Te quiero decir, abuela, que sentí mucho coraje con los que no sabemos respetar a los indígenas, ya que ser ingratos y olvidadizos con ellos es como serlo con nuestros antepasados. Su origen está en los lugares en los que florecieron las culturas prehispánicas más desarrolladas de América y a las que debemos nuestra identidad como país. ¡Qué cosas suceden, abuela! Mira, por una parte reconocemos a nuestras antiguas civilizaciones, vamos por el mundo poniéndolos de ejemplo y hablando con orgullo de su riqueza cultural, pero no damos la mano a quienes el hambre y la necesidad los ha hecho salir de sus pueblos en busca de
mejores condiciones de vida.
 
¿Por qué te digo esto, abuela?

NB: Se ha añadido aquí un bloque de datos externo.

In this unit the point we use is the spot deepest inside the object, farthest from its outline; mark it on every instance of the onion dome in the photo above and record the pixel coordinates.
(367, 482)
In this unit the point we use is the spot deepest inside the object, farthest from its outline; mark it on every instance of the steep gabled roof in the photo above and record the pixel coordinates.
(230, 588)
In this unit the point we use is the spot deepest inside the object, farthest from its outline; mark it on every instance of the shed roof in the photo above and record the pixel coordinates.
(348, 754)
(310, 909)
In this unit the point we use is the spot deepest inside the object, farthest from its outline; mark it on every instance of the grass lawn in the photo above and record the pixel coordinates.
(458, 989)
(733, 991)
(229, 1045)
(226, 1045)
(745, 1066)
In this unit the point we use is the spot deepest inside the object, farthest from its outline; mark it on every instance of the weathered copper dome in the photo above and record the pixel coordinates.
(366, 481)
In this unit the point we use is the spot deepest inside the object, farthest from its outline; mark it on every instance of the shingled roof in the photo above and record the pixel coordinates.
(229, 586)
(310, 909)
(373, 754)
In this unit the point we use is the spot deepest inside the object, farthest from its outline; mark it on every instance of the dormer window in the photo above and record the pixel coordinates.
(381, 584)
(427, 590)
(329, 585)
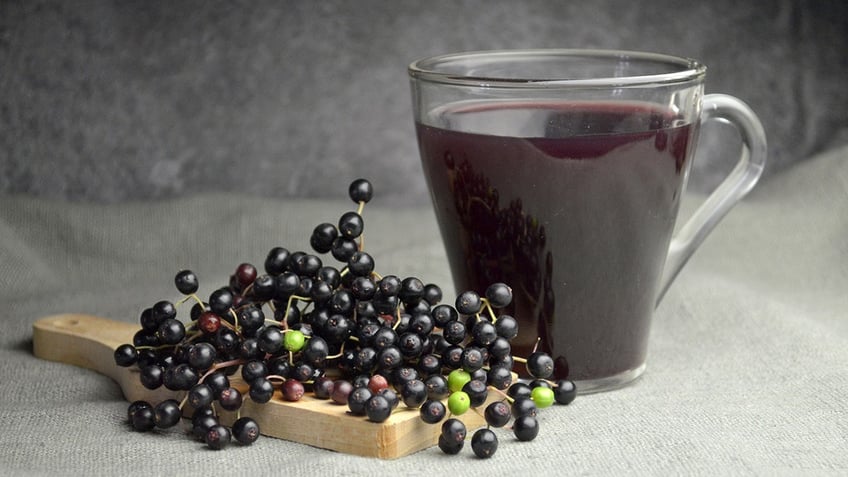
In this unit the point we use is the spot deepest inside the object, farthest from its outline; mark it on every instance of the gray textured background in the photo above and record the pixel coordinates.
(110, 101)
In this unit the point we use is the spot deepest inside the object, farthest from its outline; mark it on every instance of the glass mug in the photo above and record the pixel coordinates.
(560, 173)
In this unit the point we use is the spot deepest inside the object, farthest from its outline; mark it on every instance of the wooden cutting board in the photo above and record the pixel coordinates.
(89, 342)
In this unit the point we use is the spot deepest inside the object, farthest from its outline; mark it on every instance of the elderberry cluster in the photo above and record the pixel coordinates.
(343, 333)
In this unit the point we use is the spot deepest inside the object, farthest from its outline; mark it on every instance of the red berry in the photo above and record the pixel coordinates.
(292, 390)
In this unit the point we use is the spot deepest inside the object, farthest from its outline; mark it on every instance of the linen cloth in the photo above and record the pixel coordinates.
(747, 371)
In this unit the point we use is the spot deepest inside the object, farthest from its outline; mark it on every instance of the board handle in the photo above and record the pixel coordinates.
(89, 342)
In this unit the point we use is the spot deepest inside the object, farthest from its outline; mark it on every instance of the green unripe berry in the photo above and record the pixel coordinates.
(294, 340)
(458, 403)
(457, 379)
(543, 396)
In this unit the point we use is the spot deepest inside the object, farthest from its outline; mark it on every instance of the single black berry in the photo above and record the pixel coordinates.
(484, 443)
(360, 190)
(186, 282)
(245, 431)
(525, 428)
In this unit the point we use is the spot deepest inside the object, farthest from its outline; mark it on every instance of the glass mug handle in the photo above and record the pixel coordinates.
(736, 185)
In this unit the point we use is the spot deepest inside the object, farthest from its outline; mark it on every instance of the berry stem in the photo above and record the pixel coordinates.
(488, 307)
(195, 297)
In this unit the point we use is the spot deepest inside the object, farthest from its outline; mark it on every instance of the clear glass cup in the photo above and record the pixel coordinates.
(560, 173)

Porque cuando llegó el camión estaba casi lleno, algunos alcanzamos a sentarnos, pero estas familias quedaron paradas en el pasillo del camión, "molestando", al parecer, a la gente que estaba sentada cerca de ellos; así lo indicaban con sus gestos de desagrado. Y el rechazo aumentó cuando, al llegar a una de las gasolineras que están por el rumbo, se terminó de llenar el camión. Para entonces, una madre indígena que traía su hijo a sus espaldas, enrollado en su rebozo, se sentó en el piso del pasillo del camión y empezó a amamantarlo; y el cobrador del pasaje, con insultos la levantó y la empujó hasta el fondo del pasillo. Fue tan vergonzosa esa actitud que me llené de ira y de lástima, pero lo peor de todo fue que no hice nada por defenderla.
 
¡Ay!, abuela, yo sé que tú no te hubieras detenido y que lo habrías puesto en su lugar y hasta te lo habrías llevado a la Comisión de Derechos Humanos.
 
Al quedarnos callados, nos convertimos en cómplices. ¿Qué triste que suceda, verdad?
 
Pues te dejo, abuela, con esta reflexión. Hasta pronto.